Feeders and crows bad news for robins
Bird feeders that attract crows could spell bad news for the red breasted robin, a new study found.
In areas of lots of feeders and crows less than one-per-cent of robin nests survive the 28 days to fledging.
But in areas with fewer feeders and crows, up to 34 per cent of robin nests survive.
Tables and feeders attract not only favourite garden visitors but predators that eat eggs and nestlings.
But birds of prey may also feed on the abundance of seeds and nuts so are less likely to target nests.
A four-year-long study looked at whether putting up artificial feed stations was harmful to songbirds in urban Ohio.
Researchers at The Ohio State University said while robins suffered on balance putting out feeders was a good thing for other bird species.

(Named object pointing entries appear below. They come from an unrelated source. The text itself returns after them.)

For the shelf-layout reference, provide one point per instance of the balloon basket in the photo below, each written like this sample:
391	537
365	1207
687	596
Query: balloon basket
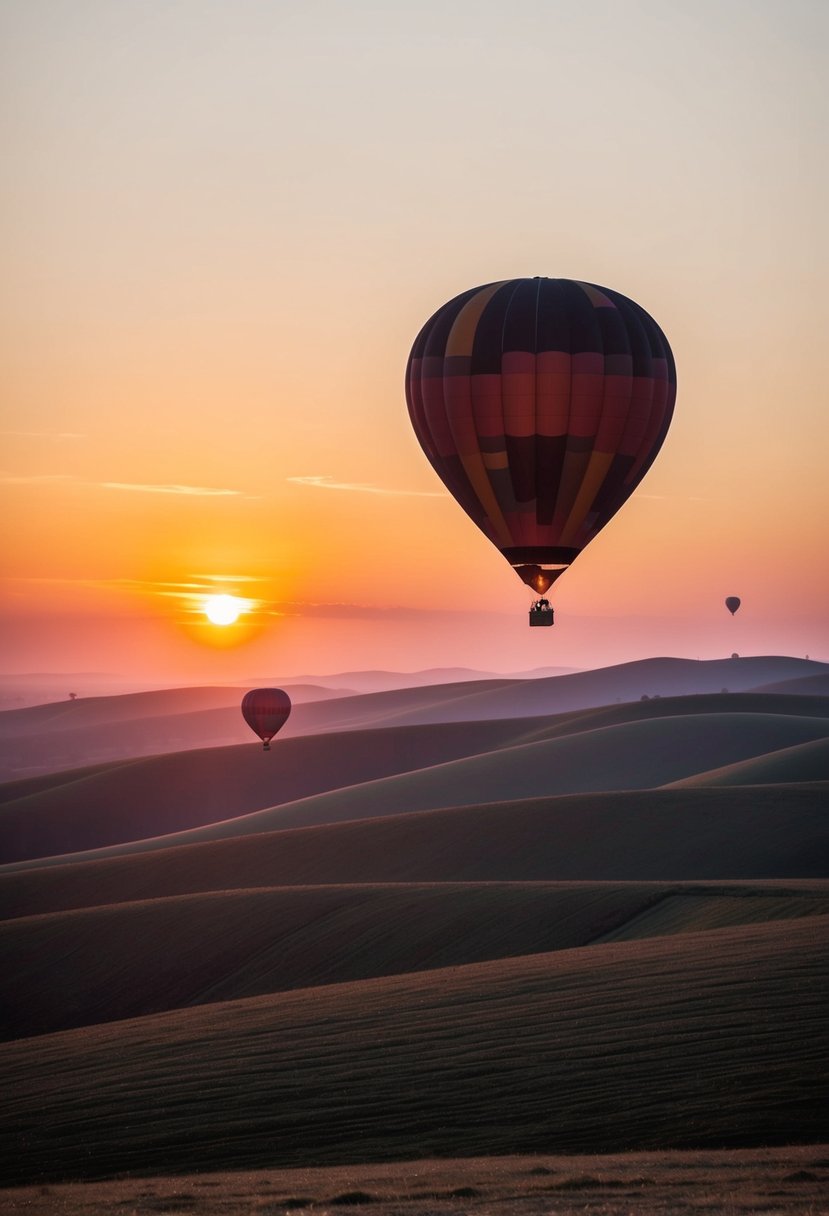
541	617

The study tracked the "complex" relationships between the success of American Robin and Northern Cardinal nests, the presence of potential nest predators like squirrels, domestic cats, and other birds, and the presence of bird feeders in the area.
Associate wildlife biologist Dr Jennifer Malpass said: "We found evidence that supplementary food has the potential to increase the relative abundance of certain predators, but not necessarily in a way that raises the risk of nest predation.
"Although the relative abundance of two nest predators, crows and cowbirds, was greater in areas with bird feeders, there was no consistent relationship between the number of bird feeders and predation of either robin or cardinal nests.
"Rather, we found that the number of bird feeders interacted with the relative abundance of nest predators, such that nest survival rates decreased only for robins in neighbourhoods with many feeders and many crows.
"Thus, our results show that supplementary food does not necessarily increase the risk of predation for breeding birds, and instead likely has nuanced and species-specific consequences."
She added results suggested: "The nest survival of robins declined with higher numbers of bird feeders only where the relative abundance of crows was highest, which suggests that crows may have been attracted to areas with high numbers of bird feeders, but that birdseed did not replace robin nest contents as a food source."
But she concluded: "Bird feeding is an immensely popular activity and, although its ecological effects are only beginning to be explored, the social effects of bird feeding are usually positive.
"Residential neighbourhoods provide a key venue for reconnecting city dwellers to wildlife, and urban birds are generally perceived favourably and provide a likeable link to nature.
"Bird feeders allow residents to more closely engage with wildlife and may help to foster environmental awareness.
"In addition, the development of best management practices can help to limit any potential negative ecological effects of bird feeders on birds, such as disease transmission and risk of window strikes
"Although results from our research suggest that providing supplementary food may not enhance nest survival for two species that frequently breed in residential yards in our system, the cultural benefits of bird feeding may outweigh the potential negative effects of bird feeders for common backyard birds."
The study was published in The Condor: Ornithological Applications.